Ve ilave etti : "El ilmü nuktatün kesrehe'l- câhilûn : İlim bir noktadır, câhiller onu çoğalttı!"buyurmuştur.
Muhammedi melametin aziz Pîiri Seyyid Muhammed Nuru'l- Arabî (ks) Hazretleri, İmam Ali (keremallahi vechehu) Efendimizin bu buyruğunu Pirzen şehrinde iken şerhetttiği ve okuttuğu için kendisine "Noktacı Hoca" da denilmiştir. Arab Hoca Efendi de dendiği gibi..

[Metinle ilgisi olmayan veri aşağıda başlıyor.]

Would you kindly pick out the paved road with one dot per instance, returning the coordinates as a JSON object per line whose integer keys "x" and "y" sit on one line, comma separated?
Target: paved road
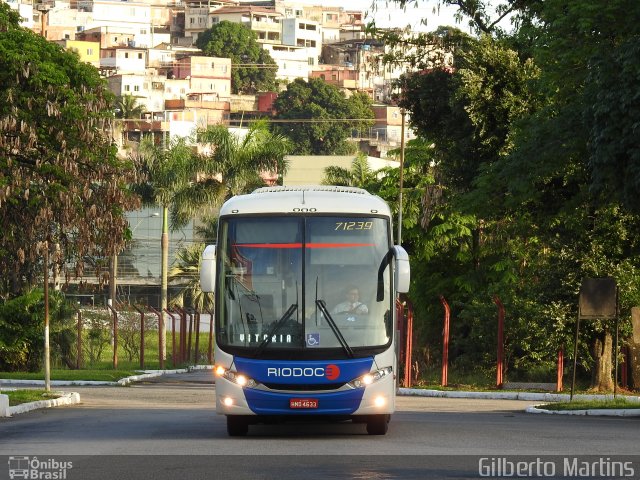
{"x": 175, "y": 415}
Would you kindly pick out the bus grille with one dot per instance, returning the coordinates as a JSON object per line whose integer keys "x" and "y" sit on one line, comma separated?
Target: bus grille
{"x": 303, "y": 388}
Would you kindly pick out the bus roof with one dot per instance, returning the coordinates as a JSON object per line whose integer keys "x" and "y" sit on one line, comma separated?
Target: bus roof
{"x": 320, "y": 198}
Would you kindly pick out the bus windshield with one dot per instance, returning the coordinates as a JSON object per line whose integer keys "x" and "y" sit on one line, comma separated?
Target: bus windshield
{"x": 303, "y": 284}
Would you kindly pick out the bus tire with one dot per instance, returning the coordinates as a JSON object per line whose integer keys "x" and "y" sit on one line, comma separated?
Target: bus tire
{"x": 378, "y": 424}
{"x": 237, "y": 426}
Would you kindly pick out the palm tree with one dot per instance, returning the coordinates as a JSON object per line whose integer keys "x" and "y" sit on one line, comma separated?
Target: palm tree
{"x": 187, "y": 268}
{"x": 179, "y": 181}
{"x": 128, "y": 107}
{"x": 360, "y": 174}
{"x": 240, "y": 159}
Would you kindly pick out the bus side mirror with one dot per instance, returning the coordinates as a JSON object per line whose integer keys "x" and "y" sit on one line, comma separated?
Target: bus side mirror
{"x": 402, "y": 270}
{"x": 208, "y": 269}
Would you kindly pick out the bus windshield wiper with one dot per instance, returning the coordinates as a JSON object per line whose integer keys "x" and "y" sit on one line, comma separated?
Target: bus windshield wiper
{"x": 336, "y": 331}
{"x": 274, "y": 329}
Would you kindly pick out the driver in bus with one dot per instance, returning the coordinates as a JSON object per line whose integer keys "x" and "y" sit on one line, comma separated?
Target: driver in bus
{"x": 352, "y": 305}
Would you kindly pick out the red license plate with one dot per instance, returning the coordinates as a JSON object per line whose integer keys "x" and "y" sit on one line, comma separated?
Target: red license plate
{"x": 303, "y": 403}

Halkı bunca enbiyâ kim geldi dâvet eyledi
Vahdetin sırrı bilinmektir o dâvetten garaz
Bunca Peygamberlerin gelmesinden maksad, halkı Vahdaniyyet Sırrını bilmeye davettir.
Bir nokta olan ilmin açıklanması; ancak görevli, yetkili ve etkili olanlarca mümkün ve doğrudur.

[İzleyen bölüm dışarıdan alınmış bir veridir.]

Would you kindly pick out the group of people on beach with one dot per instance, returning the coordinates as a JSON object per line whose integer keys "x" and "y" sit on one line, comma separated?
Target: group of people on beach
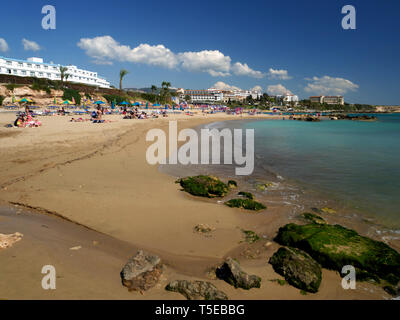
{"x": 25, "y": 119}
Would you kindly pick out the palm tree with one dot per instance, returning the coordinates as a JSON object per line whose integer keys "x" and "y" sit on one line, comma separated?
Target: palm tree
{"x": 122, "y": 74}
{"x": 63, "y": 71}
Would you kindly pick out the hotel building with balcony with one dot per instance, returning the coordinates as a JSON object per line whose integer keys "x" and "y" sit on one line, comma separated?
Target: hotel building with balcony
{"x": 35, "y": 67}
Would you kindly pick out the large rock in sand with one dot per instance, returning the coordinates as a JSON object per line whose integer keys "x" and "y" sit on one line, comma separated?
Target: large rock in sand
{"x": 141, "y": 272}
{"x": 196, "y": 290}
{"x": 232, "y": 273}
{"x": 334, "y": 246}
{"x": 298, "y": 268}
{"x": 7, "y": 240}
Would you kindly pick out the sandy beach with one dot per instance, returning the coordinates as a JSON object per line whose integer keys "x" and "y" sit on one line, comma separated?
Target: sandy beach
{"x": 67, "y": 185}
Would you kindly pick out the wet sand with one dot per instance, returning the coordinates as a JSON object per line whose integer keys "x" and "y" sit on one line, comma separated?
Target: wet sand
{"x": 96, "y": 176}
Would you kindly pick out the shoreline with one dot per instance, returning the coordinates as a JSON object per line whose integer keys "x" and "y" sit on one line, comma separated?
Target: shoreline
{"x": 56, "y": 185}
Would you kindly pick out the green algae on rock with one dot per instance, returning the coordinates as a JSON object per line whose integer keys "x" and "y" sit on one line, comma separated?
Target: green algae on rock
{"x": 298, "y": 268}
{"x": 245, "y": 204}
{"x": 334, "y": 246}
{"x": 247, "y": 195}
{"x": 313, "y": 218}
{"x": 204, "y": 186}
{"x": 250, "y": 236}
{"x": 233, "y": 274}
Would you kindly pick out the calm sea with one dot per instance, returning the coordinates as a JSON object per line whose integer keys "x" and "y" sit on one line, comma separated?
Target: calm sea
{"x": 354, "y": 164}
{"x": 357, "y": 163}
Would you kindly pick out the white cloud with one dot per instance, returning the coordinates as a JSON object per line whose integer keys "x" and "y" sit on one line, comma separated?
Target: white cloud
{"x": 105, "y": 49}
{"x": 328, "y": 85}
{"x": 277, "y": 89}
{"x": 3, "y": 45}
{"x": 244, "y": 70}
{"x": 30, "y": 45}
{"x": 257, "y": 88}
{"x": 224, "y": 86}
{"x": 213, "y": 62}
{"x": 278, "y": 74}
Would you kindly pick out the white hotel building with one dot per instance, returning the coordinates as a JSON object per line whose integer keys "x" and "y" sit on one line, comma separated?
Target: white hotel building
{"x": 35, "y": 67}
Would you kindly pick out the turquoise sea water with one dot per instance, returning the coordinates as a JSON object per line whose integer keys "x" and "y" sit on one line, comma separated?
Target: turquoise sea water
{"x": 357, "y": 163}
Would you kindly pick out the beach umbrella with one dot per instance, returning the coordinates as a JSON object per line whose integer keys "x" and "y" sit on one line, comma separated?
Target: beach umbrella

Bu ise şimdi dahi Erenlerce yürütülmektedir.
Saniî gör günde yüz bin türlü san'at gösterir
Kendüyü göstermek çündür o san'attan garaz
Ey Eren Yolu yolcusu fiillerin fâilini gör!
Her an sayısız eserlerini açıkça gösterip duran tek ve eşsiz Sanatkârın maksadı, açık ve tek olup kendisini göstermektir ve bildirmektir.
--- Hadis-i Kudsîde : "Küntü kenzen mahfiyyenfe ahbebtü u'refe fe halaktü'l- halka liu're : Gizli bir hazine idim. Görünen sûret ve bilinen şeylerle zâhir idim. Diledim ki bilineyim. Bu bilinen şeyleri ve mevcûdatı yarattım." buyurulmuştur.
Hep celâlin perdesidir küfr ü isyandan murad
Bahr-ı cûdun katresidir, fazl u rahmetten garaz
Bu âlemde görülüp duran tüm küfür ve isyanlar aslında bâtın olan Hakk'ın celâlinin perdeleridir.
Oysa Zâhir olan cemâlinin görünen ni'metleri ise O'nun Cömertlik Denizinden bir damla lütüf, ihsan ve rahmet maksadıdır..
Nefsini bilen, irermiş bir tükenmez devlete
Fakr-i fahri'dir Niyâzî bil o devletten garaz.
Ey Niyâzî!
Ancak nefsini bilenler ulaşabilir "Fakr-i fahr" devletine..
--- Resûlullah (sallallahu aleyhi ve sellem): "Fakrımla fahrederim: fakir oluşumla övünürüm" buyurmuştur.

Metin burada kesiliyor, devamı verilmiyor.